Für die Mariologie haben die Katakomben von Priscilla einen einzigartigen und unersetzlichen Wert: Sie beherbergen die älteste bekannte ikonografische Darstellung Marias, die sogenannte „Mater Domina“ (2. bis 3. Jahrhundert), die alle anderen erhaltenen Mariabilder um mehr als ein Jahrhundert übertrifft. Dieses Fresko, entdeckt in der „Capella Greca“, zeigt Maria, die auf einem Thron sitzt und das Kind Jesus auf ihrem Schoß hält, während ein Prophet, wahrscheinlich Jesaja, auf eine Sternenfigur hinweist – eine Anspielung auf die Prophezeiung aus Is 7,14 („Die Jungfrau wird schwanger werden“). Die ikonografische Komposition etabliert von Anfang an den Zusammenhang zwischen der alttestamentlichen Typologie und der historischen Person Marias.
Die „Mater Domina“ – das erste Mariabild der Geschichte
Das Fresko der „Mater Domina“ in den Katakomben von Priscilla wird von Experten auf das späte 2. bis frühe 3. Jahrhundert datiert. Die Ikonografie vereint drei wesentliche Elemente: Maria sitzt frontal (eine Position der Autorität in der römischen Kunst), das Kind Jesus liegt auf ihrem Schoß mit einem Segensgestus, und eine männliche Figur weist auf einen Stern hin. Forscher wie André Grabar und Enrico Josi interpretieren den Propheten als Jesaja und den Stern als Erfüllung der messianischen Prophezeiung. Diese theologische Interpretation, die Maria als Erfüllung der alttestamentlichen „Almah“ (Is 7,14) sieht, bildet die Grundlage für alle nachfolgenden Mariendarstellungen.
„Mater Domina“, was „Mutter des Herrn“ bedeutet, ist das ikonografische Äquivalent von „Theotokos“, einem Begriff, der in dieser Zeit in der Gemeinschaft von Alexandria entwickelt wurde.

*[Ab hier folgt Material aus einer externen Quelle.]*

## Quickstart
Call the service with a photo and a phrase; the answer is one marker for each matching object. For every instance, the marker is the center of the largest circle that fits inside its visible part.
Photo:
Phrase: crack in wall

Die zeitliche Priorität der künstlerischen Darstellung gegenüber der dogmatischen Formulierung ist bemerkenswert: Der Glaube der frühen christlichen Gemeinde an Maria als Mutter Gottes geht vor ihrer formellen Definition auf den Konzilen (Konzil von Ephesus, 431). Daher sind die Katakomben von Priscilla das älteste Dokument dieses Glaubens.

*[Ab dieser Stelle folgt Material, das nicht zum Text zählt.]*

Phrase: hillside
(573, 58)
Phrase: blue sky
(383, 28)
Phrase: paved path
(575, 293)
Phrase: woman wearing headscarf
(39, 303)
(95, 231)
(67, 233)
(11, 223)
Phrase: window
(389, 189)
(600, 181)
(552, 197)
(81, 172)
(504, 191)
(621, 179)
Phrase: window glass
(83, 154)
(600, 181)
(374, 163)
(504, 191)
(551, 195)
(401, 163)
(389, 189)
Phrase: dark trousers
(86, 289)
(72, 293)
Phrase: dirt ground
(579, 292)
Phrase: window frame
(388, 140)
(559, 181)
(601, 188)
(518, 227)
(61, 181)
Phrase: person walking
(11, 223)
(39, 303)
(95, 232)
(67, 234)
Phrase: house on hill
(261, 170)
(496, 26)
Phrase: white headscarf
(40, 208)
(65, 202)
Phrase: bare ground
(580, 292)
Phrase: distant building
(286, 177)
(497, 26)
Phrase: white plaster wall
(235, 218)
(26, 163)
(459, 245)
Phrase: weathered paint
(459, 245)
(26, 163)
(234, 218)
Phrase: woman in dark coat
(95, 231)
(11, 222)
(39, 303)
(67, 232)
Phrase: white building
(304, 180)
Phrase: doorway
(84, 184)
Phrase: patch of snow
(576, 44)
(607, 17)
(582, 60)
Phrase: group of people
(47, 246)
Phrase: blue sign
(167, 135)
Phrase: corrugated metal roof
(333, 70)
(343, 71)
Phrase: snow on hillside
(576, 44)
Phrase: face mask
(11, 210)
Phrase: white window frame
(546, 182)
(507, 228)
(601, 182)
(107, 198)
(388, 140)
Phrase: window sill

Weitere mariologische Fresken in den Katakomben von Priscilla
Neben der „Mater Domina“ bewahren die Katakomben von Priscilla weitere bedeutende mariologische Fresken. In der „Capella Greca“ befindet sich beispielsweise eine Darstellung der Ankündigung, die als älteste Überlieferung dieses biblischen Ereignisses gilt. Hier kniet der Erzengel Gabriel vor Maria, die auf einem Thron sitzt – ein Bild, das die Hierarchie und den Gestus der Anbetung widerspiegelt und auf Konventionen der römischen Kaiserzeit zurückzuführen ist. Diese frühe christliche Anpassung der visuellen Sprachen ihrer Zeit, um die Neuigkeit des Glaubens auszudrücken, ist bemerkenswert.

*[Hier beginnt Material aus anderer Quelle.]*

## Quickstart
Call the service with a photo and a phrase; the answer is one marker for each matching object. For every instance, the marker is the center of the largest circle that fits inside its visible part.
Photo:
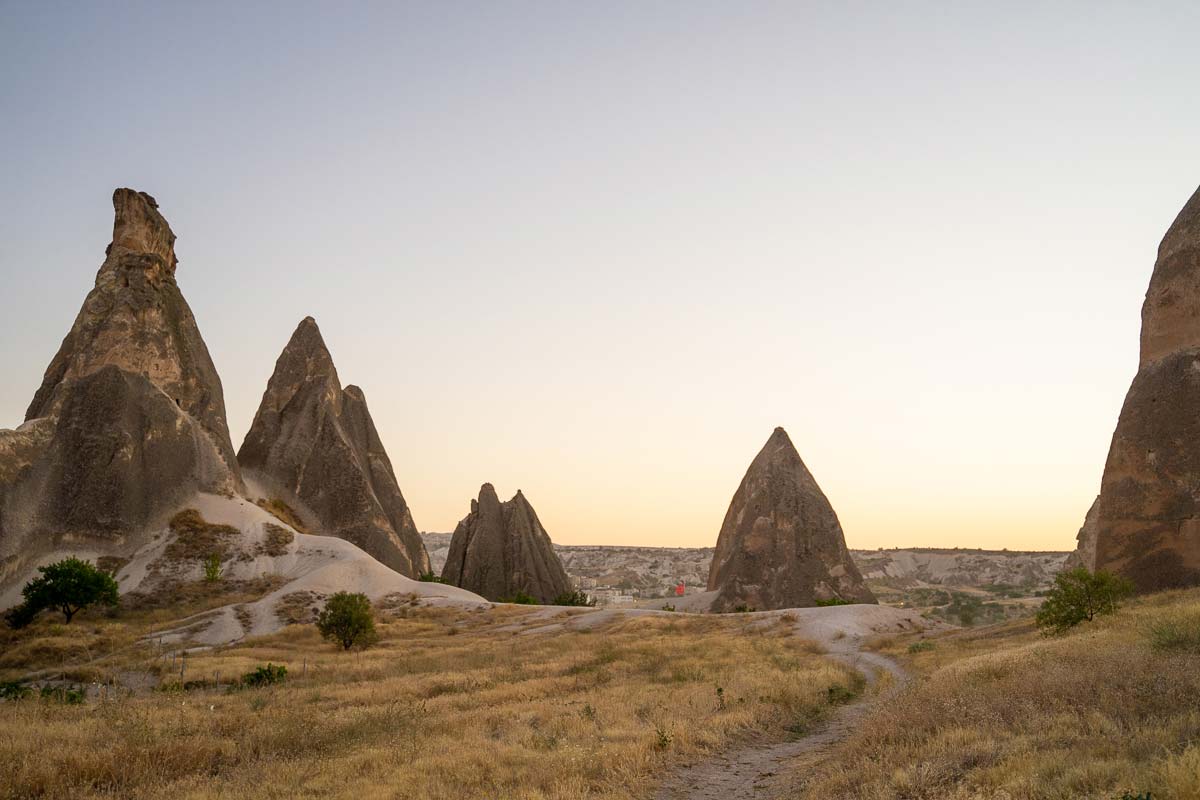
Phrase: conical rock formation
(501, 548)
(1147, 517)
(315, 446)
(781, 545)
(130, 417)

Ein weiteres Fresko zeigt die „Fractio Panis“, die Zersplitterung des Brotes während der Eucharistie, wo eine weibliche Figur an einem Mahl teilnimmt, was von einigen Forschern als Hinweis auf die Versammlungen der frühen christlichen Gemeinde unter Marias Schutz interpretiert wird. Diese theologische Lesart, die Maria mit der versammelten Kirche in Verbindung bringt, die um die Eucharistie feiert, vorwegnimmt die Lehre des Zweiten Vatikanischen Konzils (Kapitel VIII von „Lumen Gentium“).
Weiterführende Themen: Erkunden Sie Mariologie, Theologie mariana, Aparições marianas und das Postgradualstudium in Mariologie, Angeologie und unsere Häufig gestellte Fragen (FAQ).
Masterstudiengang Mariologie
Möchten Sie Ihr Wissen in Mariologie vertiefen? Informieren Sie sich über den Masterstudiengang Mariologie der Locus Mariologicus, ein akademisches Studium, das strenge Theologie, geistliches Leben und die lebendige Tradition der Kirche verbindet.
Entdecken Sie das älteste Mariengemälde in der Katakombe von Priscila.